You could equate it to removing a fuel tank that's been buried at an old gas station site for a very long time. The EPA looks at those as hazardous sites, and they do a lot of testing to verify that the fuel has not leaked out of those tanks and if they have they have to excavate beyond any reading of oil in the soil. And I don't know exactly how far, but they have to excavate beyond — they've got to remove all evidence of that fuel or oil that might be in the soil.

AB: How might the notion of using gasoline and fires to dry a field have gotten into people’s heads?

Gill: I would find it hard to believe that any qualified facility manager would ever do something like that, or would ever condone doing something like that — so that's why I'm guessing it was maybe a volunteer or someone who really just doesn't know any better. They probably should've asked the question in advance, 'Is this a good idea?' Most reasonable people would say 'No, that's not a good idea.' 

AB: What are some other methods folks could use to dry a field?

Gill: There are what's called puddle pillows, there are absorbents that can be used to absorb water. We've used, in some cases, a tennis court squeegee, where we have just the right amount of moisture on the surface just to roll that across the surface. Really anything that will absorb water, or if you've got an area that's standing in water, use a pump to pump that water away. There are multiple ways to deal with water.

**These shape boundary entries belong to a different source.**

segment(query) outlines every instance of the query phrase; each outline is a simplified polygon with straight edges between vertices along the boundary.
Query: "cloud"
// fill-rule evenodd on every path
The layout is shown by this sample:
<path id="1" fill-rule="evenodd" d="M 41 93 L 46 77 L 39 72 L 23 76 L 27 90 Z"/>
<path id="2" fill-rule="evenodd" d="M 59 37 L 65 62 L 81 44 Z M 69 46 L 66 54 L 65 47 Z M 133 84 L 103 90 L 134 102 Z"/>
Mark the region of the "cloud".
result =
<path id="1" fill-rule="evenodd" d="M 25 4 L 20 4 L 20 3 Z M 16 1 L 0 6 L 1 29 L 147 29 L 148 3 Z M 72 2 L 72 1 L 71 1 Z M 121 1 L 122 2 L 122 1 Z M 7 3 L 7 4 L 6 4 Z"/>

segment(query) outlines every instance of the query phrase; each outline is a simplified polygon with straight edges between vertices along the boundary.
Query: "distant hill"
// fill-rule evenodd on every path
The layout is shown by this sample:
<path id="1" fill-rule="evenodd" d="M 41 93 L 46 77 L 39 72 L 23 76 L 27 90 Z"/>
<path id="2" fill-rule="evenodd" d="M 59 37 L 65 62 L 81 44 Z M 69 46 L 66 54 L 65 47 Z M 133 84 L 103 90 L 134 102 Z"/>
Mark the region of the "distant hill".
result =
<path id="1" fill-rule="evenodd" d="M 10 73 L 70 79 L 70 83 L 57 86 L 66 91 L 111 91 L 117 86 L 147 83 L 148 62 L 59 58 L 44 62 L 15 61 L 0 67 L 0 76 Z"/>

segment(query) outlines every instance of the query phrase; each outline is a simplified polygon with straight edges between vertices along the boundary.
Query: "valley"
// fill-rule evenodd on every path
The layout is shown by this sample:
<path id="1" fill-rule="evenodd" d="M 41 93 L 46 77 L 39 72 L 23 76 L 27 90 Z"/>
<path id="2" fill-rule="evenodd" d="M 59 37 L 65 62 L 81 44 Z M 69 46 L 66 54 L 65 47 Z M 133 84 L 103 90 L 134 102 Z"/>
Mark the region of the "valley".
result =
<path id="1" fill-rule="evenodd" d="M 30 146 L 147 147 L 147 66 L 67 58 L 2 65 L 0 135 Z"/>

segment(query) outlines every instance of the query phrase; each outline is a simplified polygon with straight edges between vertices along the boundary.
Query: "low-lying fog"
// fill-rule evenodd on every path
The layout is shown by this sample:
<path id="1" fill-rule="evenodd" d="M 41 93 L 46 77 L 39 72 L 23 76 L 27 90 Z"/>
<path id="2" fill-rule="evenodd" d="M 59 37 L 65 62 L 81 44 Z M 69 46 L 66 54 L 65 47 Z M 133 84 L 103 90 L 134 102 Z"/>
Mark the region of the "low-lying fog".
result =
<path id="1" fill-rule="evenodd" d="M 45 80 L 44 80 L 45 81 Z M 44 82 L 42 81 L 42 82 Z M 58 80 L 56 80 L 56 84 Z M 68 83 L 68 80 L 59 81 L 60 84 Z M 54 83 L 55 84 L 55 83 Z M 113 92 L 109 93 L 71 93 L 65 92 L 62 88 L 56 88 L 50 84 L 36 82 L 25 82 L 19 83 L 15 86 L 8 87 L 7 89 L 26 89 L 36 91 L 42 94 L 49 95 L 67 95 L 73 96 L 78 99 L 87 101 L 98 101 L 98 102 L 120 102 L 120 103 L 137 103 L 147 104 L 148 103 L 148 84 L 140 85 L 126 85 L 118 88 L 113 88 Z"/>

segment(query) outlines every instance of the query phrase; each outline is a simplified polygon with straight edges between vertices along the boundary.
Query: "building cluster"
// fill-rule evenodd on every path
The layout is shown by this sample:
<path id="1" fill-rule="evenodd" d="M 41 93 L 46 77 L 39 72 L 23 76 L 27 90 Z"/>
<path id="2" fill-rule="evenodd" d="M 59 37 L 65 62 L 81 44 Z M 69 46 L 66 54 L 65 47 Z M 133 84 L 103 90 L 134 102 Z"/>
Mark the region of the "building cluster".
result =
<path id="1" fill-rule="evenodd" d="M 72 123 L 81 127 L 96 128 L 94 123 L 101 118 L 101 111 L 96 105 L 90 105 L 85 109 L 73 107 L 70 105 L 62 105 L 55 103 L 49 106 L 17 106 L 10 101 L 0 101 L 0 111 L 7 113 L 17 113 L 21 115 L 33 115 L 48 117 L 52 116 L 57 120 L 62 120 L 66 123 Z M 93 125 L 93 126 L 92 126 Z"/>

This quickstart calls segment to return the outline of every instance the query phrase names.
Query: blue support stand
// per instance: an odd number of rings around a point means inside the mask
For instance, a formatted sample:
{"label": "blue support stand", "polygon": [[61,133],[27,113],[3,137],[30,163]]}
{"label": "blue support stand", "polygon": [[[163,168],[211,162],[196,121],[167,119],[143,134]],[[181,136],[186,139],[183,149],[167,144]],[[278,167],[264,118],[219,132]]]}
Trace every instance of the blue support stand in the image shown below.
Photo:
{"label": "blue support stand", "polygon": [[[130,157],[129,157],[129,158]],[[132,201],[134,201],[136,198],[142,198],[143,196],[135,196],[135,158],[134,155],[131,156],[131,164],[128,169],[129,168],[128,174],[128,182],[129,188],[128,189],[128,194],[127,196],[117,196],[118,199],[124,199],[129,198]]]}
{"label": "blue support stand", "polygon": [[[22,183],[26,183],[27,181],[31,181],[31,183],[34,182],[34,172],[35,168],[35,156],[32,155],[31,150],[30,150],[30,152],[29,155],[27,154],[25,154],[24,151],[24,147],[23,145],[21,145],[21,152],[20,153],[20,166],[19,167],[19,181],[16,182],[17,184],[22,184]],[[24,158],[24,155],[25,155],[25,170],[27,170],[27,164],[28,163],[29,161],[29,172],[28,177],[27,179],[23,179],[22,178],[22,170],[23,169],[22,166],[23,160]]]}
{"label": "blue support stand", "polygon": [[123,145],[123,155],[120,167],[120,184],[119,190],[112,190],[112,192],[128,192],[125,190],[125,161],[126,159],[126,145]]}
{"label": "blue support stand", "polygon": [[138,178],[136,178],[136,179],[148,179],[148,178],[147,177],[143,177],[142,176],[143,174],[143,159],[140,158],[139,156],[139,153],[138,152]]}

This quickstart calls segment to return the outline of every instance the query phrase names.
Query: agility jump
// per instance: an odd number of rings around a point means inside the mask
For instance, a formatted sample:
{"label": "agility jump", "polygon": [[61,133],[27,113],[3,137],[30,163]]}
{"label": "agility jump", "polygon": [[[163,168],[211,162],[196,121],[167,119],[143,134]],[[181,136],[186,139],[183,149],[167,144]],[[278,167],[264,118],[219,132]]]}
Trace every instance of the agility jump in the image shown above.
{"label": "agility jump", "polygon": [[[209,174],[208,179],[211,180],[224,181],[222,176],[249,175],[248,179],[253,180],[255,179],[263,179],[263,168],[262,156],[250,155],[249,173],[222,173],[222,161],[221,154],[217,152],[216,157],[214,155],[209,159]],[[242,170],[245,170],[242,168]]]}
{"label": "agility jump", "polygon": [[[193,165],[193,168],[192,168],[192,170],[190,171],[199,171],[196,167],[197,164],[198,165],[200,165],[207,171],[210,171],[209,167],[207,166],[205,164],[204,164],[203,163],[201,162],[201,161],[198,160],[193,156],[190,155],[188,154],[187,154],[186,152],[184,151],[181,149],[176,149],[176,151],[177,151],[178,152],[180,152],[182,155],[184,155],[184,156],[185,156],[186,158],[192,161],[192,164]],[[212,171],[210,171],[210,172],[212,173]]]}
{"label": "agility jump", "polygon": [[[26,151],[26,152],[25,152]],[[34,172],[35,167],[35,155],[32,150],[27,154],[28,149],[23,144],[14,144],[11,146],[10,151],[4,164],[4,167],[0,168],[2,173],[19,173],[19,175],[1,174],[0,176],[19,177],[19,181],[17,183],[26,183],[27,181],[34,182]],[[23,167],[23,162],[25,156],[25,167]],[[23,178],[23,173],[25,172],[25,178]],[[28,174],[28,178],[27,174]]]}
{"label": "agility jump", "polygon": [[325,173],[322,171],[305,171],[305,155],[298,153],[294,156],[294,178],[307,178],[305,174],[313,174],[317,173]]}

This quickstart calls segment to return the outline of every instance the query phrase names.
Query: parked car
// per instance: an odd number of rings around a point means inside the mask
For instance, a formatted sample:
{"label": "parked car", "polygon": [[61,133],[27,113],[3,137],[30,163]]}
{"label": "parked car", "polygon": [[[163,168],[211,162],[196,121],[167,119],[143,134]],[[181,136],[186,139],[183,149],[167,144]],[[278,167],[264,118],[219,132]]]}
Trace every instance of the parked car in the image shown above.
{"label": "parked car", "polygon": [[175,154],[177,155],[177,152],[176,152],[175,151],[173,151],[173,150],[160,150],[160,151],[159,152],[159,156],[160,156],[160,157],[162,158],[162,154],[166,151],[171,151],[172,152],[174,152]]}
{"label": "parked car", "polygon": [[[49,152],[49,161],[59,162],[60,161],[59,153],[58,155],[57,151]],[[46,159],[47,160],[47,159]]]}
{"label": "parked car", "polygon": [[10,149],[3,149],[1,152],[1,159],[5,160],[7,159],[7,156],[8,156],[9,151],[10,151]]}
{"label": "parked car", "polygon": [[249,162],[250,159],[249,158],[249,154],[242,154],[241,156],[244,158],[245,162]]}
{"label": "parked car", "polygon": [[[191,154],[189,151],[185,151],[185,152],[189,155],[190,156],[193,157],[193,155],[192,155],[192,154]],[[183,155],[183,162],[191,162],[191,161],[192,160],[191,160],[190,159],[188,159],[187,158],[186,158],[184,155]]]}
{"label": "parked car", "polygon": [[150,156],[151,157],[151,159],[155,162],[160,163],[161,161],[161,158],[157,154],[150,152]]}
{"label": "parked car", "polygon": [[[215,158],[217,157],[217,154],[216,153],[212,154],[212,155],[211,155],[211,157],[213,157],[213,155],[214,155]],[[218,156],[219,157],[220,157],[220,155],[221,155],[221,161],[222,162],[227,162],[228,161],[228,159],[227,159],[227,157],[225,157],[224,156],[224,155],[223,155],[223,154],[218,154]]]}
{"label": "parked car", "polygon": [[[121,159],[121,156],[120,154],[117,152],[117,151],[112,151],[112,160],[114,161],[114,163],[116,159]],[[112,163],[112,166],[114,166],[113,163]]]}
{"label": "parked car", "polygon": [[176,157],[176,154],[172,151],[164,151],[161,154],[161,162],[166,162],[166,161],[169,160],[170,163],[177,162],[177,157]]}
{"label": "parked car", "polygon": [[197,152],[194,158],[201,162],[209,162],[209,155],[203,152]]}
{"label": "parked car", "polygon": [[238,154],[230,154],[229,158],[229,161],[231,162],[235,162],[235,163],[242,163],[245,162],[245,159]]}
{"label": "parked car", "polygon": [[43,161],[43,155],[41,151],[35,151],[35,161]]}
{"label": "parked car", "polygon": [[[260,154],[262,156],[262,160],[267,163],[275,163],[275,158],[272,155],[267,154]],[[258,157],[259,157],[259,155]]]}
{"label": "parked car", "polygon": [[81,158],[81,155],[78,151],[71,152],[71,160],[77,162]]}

Now, I will say that the best way really is to prevent standing water. And that's really done by having a qualified sports turf manager, number one, but someone who can maintain the grade. Skinned infields are typically graded to about a half-percent slope, that allows water to surface drain off of the field, and that's not so much of a slope that it affects say, a bunted ball for example. As long as you're maintaining that grade and preventing any standing water by filling low spots and maintaining the infield, it should never be an issue in the first place.